As for those who believe that the epigenome is not inherited, they are based on a study that reveals a family of genes whose main function is reset the epigenome in the zygote However, the same study makes it clear that the epigenome is not completely reset, but rather that 5% of genes escape this process, leaving a small door open.
The importance of epigenetics
The importance that is being given to the study of epigenetics is that it can be the way to investigate and understand vital processes such as aging, mental processes or stem cells.
The field in which the most results are being obtained is in the understanding of cancer biology, searching for targets to generate new pharmacological therapies to fight this disease.
Aging
As mentioned previously in the text, the epigenome in each cell changes depending on the stage of development in which the person is.
There are studies that have proven this. For example, it has been observed that the genome varies in the human brain from birth until maturity, while in adulthood until well into old age it remains stable. During aging there are changes again, but this time downwards instead of upwards.
For this study they focused on DNA methylations, seeing that they were generated more during adolescence and decreased in old age. In this case, the lack of methylation makes the work of RNA polymerase difficult which leads to a decrease in efficiency on the part of the neurons.
As an application to understanding aging, there is a study that uses DNA methylation patterns in bloodline cells as indicators of biological age. Sometimes, chronological age does not coincide with biological age, and with the use of this pattern, the patient’s health status and mortality could be known in a more concrete way.
Cancer consists of a cell that for some reason stops being specialized in its tissue of origin and begins to behave as if it were an undifferentiated cell, without limiting its proliferation or moving to other tissues.
Logically, it is normal to think that changes in the epigenome can cause a cell to become cancerous by affecting genetic expression.
In the DNA there are Genes known as “cancer suppressors” ; Its name itself indicates what its function is. Well, in some cases of cancer it has been seen that these genes are methylated in a way that inactivates the gene.
Currently, efforts are being made to study whether epigenetics affects other types of pathologies. There is evidence to suggest that it is also involved in arteriosclerosis and some types of mental illness.
medical applications
The pharmaceutical industry has its sights set on the epigenome, which thanks to its dynamism is a feasible target for future therapies. They are already being put into practice treatments in some types of cancer mainly in leukemias and lymphomas, where the drug targets DNA methylation.
It should be noted that this is effective as long as the origin of the cancer is epigenetic and not another, such as due to a mutation.
However, the greatest challenge is to obtain all the information about the human epigenome, in the manner of sequencing the human genome.
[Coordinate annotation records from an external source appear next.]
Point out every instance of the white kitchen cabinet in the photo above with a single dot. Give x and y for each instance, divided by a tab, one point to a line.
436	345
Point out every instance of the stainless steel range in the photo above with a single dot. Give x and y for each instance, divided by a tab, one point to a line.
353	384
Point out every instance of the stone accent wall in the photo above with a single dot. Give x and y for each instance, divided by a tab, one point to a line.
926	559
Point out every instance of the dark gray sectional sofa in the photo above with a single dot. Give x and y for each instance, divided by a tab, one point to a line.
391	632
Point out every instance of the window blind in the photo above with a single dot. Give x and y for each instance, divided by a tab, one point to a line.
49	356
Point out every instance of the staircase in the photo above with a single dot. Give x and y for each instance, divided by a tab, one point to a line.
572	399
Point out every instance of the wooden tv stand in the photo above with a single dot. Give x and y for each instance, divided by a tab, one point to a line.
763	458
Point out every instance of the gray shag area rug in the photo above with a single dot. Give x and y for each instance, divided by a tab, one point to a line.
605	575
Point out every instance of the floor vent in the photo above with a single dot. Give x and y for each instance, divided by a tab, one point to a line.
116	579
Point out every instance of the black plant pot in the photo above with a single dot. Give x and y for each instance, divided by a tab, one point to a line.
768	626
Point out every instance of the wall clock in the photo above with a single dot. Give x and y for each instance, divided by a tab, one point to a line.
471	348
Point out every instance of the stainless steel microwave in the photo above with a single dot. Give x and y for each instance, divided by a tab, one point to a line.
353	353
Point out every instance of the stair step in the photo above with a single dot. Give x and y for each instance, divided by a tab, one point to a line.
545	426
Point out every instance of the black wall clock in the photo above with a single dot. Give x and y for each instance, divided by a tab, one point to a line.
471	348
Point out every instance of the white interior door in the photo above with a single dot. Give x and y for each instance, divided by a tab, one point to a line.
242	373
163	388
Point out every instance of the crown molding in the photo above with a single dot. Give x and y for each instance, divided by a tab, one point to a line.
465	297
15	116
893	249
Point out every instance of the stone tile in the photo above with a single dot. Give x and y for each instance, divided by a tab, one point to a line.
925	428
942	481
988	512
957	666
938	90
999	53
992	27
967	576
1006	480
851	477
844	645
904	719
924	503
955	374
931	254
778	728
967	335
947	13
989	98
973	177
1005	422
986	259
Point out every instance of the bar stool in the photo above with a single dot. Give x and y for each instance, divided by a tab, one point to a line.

With broader knowledge, in the future more personalized treatments could be devised and individualized, by being able to know the needs of the cells in the damaged area in a specific patient.
Science needs more time
Epigenetics is a fairly recent field of research and further study is needed to better understand the subject.
What must be clear is that epigenetics consists of regulations of genetic expression They do not modify the DNA sequence. It is not uncommon to find erroneous mentions of epigenetics in cases of mutations, for example.